Now assume that $\Gamma_1$ and $\Gamma_2$ are tangent at $R$. Straightforward angle manipulation involving the centers of $\Gamma_1$ and $\Gamma_2$ shows that $\angle ARB = 90^{\circ}$ follows from $AB$ being an external common tangent to $\Gamma_1$ and $\Gamma_2$. Thus $A, Q, P, B, R$ are all concyclic on the circle with diameter $AB$. Thus
$$\measuredangle ARP = \measuredangle ABP = \measuredangle ABC = \measuredangle ADC = \measuredangle ADE= \measuredangle ARE$$And thus $E, R, P$ are collinear.

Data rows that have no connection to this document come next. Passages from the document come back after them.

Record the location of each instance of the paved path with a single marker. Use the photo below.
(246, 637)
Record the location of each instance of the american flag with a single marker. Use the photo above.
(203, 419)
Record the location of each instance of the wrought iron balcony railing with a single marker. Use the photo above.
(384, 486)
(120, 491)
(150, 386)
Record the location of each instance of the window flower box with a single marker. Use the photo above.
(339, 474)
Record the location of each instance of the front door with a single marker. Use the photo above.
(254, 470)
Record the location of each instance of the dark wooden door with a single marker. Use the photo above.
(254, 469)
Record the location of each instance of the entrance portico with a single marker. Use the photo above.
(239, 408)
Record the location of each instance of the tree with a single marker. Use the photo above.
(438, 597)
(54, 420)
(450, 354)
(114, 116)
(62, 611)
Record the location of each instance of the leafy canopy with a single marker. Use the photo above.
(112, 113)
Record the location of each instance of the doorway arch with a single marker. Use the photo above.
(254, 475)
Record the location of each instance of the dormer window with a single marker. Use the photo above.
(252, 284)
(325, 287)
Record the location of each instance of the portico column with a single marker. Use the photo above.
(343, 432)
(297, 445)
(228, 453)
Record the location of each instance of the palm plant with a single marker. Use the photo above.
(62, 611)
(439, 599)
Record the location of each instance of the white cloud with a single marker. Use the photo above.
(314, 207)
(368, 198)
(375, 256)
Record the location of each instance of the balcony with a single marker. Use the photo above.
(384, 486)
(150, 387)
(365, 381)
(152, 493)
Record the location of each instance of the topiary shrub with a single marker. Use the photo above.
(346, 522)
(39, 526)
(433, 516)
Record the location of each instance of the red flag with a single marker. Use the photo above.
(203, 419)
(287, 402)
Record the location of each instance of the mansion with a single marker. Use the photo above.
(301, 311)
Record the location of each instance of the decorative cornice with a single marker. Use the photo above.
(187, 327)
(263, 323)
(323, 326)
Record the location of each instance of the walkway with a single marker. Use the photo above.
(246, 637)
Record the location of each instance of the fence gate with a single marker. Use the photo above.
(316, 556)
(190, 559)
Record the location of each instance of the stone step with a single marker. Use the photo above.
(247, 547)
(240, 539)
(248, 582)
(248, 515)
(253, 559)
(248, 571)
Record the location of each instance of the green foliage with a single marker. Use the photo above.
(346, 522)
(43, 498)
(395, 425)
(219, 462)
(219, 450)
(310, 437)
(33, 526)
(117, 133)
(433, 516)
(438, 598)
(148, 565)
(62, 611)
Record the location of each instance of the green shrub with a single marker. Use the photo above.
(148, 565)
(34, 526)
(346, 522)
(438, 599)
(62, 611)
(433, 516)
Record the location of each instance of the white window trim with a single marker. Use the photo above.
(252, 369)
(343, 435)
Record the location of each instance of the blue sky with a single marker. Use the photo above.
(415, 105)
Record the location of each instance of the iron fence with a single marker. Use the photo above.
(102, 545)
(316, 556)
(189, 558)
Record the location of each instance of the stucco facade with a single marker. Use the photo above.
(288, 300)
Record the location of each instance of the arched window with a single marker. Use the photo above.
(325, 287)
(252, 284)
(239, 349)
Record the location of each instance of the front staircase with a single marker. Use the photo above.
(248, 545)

Analogously $F, R, Q$ are collinear, hence we have
$$\measuredangle PEA = \measuredangle REA = \measuredangle RAB = \measuredangle RQB = \measuredangle FQB$$Thus triangles $PEA$ and $FQB$ and similar.
Now assume triangles $PEA$ and $FQB$ are similar and let $S$ be the intersection point of $PE$ and $QF$, we shall prove that $\Gamma_1$ and $\Gamma_2$ are tangent at $S$. Due to the similarity we have
$$\measuredangle SQB = \measuredangle FQB = \measuredangle PEA = \measuredangle EPC = \measuredangle SPB$$
Hence $S, Q, B, P$ are concyclic and thus $A, Q, P, B, S$ are all concyclic. Now we have
$$\measuredangle ASE = \measuredangle ASP = \measuredangle ABP = \measuredangle ABC = \measuredangle ADC = \measuredangle ADE$$
And thus $S$ lies on $\Gamma_1$. Analogously $S$ lies on $\Gamma_2$. Finally:
$$\measuredangle PSA = 90^{\circ} = \measuredangle SAB + \measuredangle ABS = \measuredangle SDA +\measuredangle BCS$$
So the tangent line to $\Gamma_1$ at $S$ is also tangent to $\Gamma_2$, and hence $\Gamma_1$ and $\Gamma_2$ are tangent at $S$.